Auf Druck Chinas geht Thailand mit einer verstärkten militärischen Kontrolle der Grenze zu Myanmar gegen den Menschenhandel krimineller Organisationen vor. Mehr als 7000 Zwangsarbeiter:innen aus China, Indonesien und Indien kamen nach ihrer Entlassung aus Betrugszentren in Myanmar bis zur Überstellung in ihre Heimatländer in Lagern in Thailand unter. Das Schicksal befreiter chinesischer Zwangsarbeiter:innen ist unklar. Der staatliche Sender CGTN zeigte im Februar, wie Rückkehrer von der Polizei in Handschellen als «Verdächtige» aus dem Flugzeug geführt wurden. Uno-Menschenrechtskommissar Volker Türk warnt: «Sie sind keine Kriminellen. Sie sind Opfer.»

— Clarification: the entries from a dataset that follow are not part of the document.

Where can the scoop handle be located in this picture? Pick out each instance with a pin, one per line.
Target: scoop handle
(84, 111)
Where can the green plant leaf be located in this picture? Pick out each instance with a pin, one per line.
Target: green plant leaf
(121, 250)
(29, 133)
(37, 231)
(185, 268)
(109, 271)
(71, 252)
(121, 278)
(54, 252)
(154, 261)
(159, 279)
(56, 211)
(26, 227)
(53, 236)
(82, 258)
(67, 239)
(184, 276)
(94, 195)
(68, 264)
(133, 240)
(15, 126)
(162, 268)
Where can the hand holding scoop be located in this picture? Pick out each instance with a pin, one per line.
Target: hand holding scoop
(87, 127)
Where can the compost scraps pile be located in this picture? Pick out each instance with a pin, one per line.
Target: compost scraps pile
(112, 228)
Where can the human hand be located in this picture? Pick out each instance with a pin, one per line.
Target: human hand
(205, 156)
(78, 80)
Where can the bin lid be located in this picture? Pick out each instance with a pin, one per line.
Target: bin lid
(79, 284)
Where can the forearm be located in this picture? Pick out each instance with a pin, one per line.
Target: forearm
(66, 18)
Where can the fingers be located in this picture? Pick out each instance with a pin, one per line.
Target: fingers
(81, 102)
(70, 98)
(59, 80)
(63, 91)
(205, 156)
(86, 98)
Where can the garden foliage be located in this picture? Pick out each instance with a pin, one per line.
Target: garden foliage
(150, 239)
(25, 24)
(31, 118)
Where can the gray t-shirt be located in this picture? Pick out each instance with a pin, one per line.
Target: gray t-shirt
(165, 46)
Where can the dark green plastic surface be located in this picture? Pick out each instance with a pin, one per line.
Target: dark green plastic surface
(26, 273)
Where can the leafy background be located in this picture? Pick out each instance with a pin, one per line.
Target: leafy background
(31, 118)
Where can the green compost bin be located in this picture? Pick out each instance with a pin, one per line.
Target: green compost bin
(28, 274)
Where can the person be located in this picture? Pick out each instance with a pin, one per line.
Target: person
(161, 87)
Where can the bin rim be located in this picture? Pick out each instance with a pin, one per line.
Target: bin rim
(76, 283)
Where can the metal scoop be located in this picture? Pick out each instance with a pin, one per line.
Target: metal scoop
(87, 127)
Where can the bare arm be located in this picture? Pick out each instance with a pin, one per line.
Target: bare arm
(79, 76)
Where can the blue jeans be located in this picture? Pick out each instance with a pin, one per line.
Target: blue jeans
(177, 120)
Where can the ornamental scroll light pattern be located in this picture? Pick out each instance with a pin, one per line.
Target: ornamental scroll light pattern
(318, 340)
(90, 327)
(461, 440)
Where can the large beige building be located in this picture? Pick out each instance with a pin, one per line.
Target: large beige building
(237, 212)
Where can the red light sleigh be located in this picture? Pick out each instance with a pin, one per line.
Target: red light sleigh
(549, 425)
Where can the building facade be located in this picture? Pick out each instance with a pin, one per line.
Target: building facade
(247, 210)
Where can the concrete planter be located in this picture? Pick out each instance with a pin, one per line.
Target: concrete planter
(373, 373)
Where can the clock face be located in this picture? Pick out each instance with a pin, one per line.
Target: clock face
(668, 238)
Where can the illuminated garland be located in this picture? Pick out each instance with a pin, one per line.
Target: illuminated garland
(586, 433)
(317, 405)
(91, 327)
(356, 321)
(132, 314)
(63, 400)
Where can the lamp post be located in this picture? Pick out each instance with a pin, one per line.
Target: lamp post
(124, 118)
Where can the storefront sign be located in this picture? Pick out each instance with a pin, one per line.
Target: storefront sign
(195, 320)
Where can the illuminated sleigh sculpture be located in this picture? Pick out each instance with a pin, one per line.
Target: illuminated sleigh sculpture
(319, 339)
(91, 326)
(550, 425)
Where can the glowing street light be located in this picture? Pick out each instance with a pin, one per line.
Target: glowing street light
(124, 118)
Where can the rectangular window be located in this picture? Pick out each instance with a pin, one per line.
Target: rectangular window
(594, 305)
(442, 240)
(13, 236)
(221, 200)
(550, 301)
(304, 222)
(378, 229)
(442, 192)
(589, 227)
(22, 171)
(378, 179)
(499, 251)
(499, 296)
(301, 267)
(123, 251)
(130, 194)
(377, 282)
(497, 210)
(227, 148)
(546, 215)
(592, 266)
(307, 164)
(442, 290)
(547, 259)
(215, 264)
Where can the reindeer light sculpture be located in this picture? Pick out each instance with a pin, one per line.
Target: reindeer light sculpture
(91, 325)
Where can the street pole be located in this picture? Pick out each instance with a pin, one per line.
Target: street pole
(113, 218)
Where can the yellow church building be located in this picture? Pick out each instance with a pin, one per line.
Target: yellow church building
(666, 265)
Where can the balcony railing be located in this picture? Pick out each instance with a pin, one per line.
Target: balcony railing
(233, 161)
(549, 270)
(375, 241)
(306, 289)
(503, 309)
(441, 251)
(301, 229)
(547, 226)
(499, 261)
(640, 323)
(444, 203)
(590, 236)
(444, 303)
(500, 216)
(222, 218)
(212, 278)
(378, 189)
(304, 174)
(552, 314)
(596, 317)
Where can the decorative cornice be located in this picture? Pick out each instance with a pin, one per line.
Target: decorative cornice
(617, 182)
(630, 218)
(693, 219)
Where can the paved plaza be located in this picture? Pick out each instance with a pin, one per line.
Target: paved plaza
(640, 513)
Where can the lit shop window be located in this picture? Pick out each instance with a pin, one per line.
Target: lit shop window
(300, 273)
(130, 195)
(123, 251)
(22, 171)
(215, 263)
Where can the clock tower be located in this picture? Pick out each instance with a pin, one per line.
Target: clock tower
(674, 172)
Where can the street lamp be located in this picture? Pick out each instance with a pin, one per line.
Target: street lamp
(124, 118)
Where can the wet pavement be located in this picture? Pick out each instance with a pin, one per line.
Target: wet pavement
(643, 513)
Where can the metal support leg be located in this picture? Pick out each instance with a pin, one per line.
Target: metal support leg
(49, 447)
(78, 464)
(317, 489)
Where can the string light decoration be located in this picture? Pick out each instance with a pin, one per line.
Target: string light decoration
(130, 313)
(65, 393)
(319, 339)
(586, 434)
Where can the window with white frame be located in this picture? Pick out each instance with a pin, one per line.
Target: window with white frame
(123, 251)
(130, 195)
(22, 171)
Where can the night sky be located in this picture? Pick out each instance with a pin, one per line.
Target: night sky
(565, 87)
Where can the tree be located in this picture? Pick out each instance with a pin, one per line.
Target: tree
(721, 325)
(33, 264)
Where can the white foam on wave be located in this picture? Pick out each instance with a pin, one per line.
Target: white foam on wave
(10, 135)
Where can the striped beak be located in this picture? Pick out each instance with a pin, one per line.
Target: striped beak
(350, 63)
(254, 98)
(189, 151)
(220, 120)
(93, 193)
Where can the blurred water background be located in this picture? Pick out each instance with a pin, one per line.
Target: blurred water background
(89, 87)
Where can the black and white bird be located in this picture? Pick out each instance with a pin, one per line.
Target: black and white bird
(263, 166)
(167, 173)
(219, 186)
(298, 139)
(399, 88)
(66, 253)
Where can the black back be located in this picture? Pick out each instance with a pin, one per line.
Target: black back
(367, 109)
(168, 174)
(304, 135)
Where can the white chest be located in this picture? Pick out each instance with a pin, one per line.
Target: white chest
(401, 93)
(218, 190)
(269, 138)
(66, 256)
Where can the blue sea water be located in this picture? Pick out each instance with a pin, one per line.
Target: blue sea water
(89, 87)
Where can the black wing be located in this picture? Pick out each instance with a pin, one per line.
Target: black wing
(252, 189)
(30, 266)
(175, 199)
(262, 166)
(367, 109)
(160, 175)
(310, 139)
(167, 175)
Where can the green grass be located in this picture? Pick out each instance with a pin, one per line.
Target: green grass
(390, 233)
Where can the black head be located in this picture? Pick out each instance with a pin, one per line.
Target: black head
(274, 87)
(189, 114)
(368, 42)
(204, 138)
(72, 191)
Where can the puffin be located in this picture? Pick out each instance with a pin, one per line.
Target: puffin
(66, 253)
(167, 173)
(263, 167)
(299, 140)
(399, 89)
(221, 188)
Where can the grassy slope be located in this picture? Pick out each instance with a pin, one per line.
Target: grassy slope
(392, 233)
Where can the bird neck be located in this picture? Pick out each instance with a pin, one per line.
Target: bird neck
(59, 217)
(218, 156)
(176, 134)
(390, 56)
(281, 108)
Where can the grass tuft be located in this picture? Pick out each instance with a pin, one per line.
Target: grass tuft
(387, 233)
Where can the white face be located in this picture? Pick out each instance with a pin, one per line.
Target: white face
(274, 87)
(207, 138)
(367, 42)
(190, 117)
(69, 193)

Der 22-jährige Wang Xing hatte Glück im Unglück: Schon nach drei Tagen kam er auf Druck von Peking wieder frei, nachdem seine Freundin, eine prominente chinesische Schauspielerin, mit dem Hashtag «Wo ist Wang Xing» in den sozialen Netzwerken mobilisiert hatte. So blieben Wang Xing Gewalt, Erniedrigung und Folter in den Betrugszentren erspart.